OpenBSD only supports 802.11n currently. From what I've read, not having direct knowledge, 802.11ac is much more complex to implement and no one is currently working on it.
That said, I just ran a speed test on my Thinkpad and got 50Mbps.
I would be more than happy if I only could get same speed as with my old Linksys WRT54GL. Currently the AP is forced to 802.11g because performance of 802.11n was much worse.
gcc is still included in base on amd64 for now, but the default system compiler on amd64 (and i386) has been clang since OpenBSD 6.2. If you use the /usr/bin/{cc,c++} symlinks, you get clang. Nothing uses the base-gcc now, but it being kept as a convenience for porters to test with as some architectures have yet to switch to clang.
The change mentioned is only that gcc4 (base-gcc) will no longer been installed alongside clang on i386 and armv7. If you need gcc, you can install ports gcc 8.3.0 from packages.
Do you know what sparked the change that uprooted gcc's "dominance"? I know the GNU libc added a lot of "opinionated" pieces, but I thought that was mainly opt-in. I'm curious why gcc "lost its crown" and clang gained all of the attention.
I don't follow, I'm sorry. OpenBSD has never used GNU libc. The BSD projects have long developed their own C libraries.
The clang compiler is a part of the LLVM collection, it is not derived from gcc at all.
As for GCC, The GNU project changed the license for their compiler sometime after the 4.2.1 release to the GPLv3. Meanwhile, up until the Clang 9.0.0 release, Clang was developed under a permissive license (NCSA). We're facing a similar problem now with LLVM/CLang, with their re-licencing to the non-permissive Apache 2.0 license.
clang doesn't derive from gcc in any meaningful way (it does implement some gcc extensions though). There's two main reasons that LLVM and clang really got a lot of wind behind it, and that's largely Apple and the GPLv3. Apple decided that they wanted more control over their objective c and other compiler infrastructure so they threw resources at the burgeoning LLVM to start trying to get it competitive. That was driven both by the difficulty of maintaining a GCC frontend & port, and also by the license change to GPLv3 that happened. That's also why the *BSD and other projects started throwing support behind LLVM and clang, because the GPLv3 put further restrictions on them that they didn't agree with which is also why gcc 4 is the latest version of gcc to ship by default with openbsd. That's also what has kept such an old version of bash on macos/osx. Clang's more favorable (for a distributor) licensing makes it easier to deal with for shipping by default.

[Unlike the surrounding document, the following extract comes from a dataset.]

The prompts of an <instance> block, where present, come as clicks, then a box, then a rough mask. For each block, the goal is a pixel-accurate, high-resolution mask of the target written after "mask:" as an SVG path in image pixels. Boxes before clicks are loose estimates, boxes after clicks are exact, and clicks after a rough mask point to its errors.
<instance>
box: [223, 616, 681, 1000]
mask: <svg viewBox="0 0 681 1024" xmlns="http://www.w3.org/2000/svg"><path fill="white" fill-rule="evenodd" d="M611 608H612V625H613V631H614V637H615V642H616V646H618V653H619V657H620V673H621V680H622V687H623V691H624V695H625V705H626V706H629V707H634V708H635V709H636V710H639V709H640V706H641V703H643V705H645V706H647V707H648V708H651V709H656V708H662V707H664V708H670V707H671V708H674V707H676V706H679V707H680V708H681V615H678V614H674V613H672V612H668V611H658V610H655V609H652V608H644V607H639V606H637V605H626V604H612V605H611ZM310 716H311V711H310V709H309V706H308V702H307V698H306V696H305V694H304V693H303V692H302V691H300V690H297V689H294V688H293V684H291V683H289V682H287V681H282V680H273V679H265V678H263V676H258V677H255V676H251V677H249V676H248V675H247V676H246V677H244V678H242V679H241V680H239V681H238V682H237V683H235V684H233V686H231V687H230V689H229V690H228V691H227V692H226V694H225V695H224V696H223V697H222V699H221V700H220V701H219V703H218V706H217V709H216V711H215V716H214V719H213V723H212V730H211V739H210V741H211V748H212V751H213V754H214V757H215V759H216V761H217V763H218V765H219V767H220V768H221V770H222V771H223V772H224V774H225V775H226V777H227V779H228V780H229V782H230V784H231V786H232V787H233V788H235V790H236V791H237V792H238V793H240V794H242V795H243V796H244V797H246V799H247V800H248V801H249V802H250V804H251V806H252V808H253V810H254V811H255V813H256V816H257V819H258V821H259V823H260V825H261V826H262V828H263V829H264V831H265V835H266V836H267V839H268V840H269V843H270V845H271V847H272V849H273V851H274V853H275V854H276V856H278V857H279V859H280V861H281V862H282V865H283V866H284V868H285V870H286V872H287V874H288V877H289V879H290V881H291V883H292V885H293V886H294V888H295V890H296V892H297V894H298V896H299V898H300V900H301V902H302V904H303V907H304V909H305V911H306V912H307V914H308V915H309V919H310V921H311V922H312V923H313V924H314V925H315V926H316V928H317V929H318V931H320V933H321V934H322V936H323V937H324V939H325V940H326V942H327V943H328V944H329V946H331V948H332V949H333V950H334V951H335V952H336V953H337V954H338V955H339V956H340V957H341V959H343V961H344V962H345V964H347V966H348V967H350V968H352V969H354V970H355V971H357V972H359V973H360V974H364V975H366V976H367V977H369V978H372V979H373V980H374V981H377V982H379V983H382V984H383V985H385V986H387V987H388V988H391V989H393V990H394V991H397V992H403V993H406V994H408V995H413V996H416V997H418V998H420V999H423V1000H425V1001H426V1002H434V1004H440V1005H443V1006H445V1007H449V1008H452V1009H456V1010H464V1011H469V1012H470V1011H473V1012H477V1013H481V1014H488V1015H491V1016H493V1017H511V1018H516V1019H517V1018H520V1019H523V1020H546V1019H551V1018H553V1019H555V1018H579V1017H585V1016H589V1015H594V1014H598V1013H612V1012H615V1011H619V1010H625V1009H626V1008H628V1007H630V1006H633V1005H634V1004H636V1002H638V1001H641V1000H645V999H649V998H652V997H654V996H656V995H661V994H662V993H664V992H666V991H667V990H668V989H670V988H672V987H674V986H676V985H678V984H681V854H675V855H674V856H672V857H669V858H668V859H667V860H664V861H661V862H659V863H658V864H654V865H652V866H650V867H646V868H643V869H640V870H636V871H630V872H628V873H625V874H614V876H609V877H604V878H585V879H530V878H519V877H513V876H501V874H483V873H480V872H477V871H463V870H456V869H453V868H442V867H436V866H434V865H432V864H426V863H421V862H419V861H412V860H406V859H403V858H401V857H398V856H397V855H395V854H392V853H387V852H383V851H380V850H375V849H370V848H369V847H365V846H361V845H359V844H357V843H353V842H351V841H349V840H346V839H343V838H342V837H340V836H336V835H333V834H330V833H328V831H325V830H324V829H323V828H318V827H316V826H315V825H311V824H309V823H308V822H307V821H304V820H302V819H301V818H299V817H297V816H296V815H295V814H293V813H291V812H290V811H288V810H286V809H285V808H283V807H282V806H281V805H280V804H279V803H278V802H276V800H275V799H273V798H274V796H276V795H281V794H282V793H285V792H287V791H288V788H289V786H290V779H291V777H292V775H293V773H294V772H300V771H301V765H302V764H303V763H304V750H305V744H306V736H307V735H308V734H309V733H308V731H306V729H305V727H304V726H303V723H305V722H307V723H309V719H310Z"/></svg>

That's also not to discount some of the other efforts that clang made to make developer's lives easier with better error messages and for a decent amount of time, better static analysis tools (they're fairly comprable now). Those definitely helped but I don't believe that they drove nearly the same amount of time and resources compared to the above points.
EDIT: missed the bit about the libc stuff in parent comment
GNU libc and gcc are completely separate. As the sibling stated, the BSDs and other systems didn't use them and gcc doesn't require or directly use it either. There is a libgcc that gcc usually needs, that provides a bunch of boilerplate/other stuff to bring up the executable but that isn't part of either the C language or the C library. It's things like a definition of the _start() entrypoint and things to handle setting up static variables during initialization and that kind of thing. It's also got a GPL exception specifically in it's license to avoid conflicts with having to link with it. It is possible to build things with gcc without linking to that library, but you end up having to provide it all yourself. This is how gcc usually gets used on smaller embedded systems that don't need all the things it provides otherwise.
clang did not derive form gcc. apple gave it funding because they don't like the GPL. and then everyone else who had distaste for the GPL (BSD people) also switched over when clang/llvm were up to par.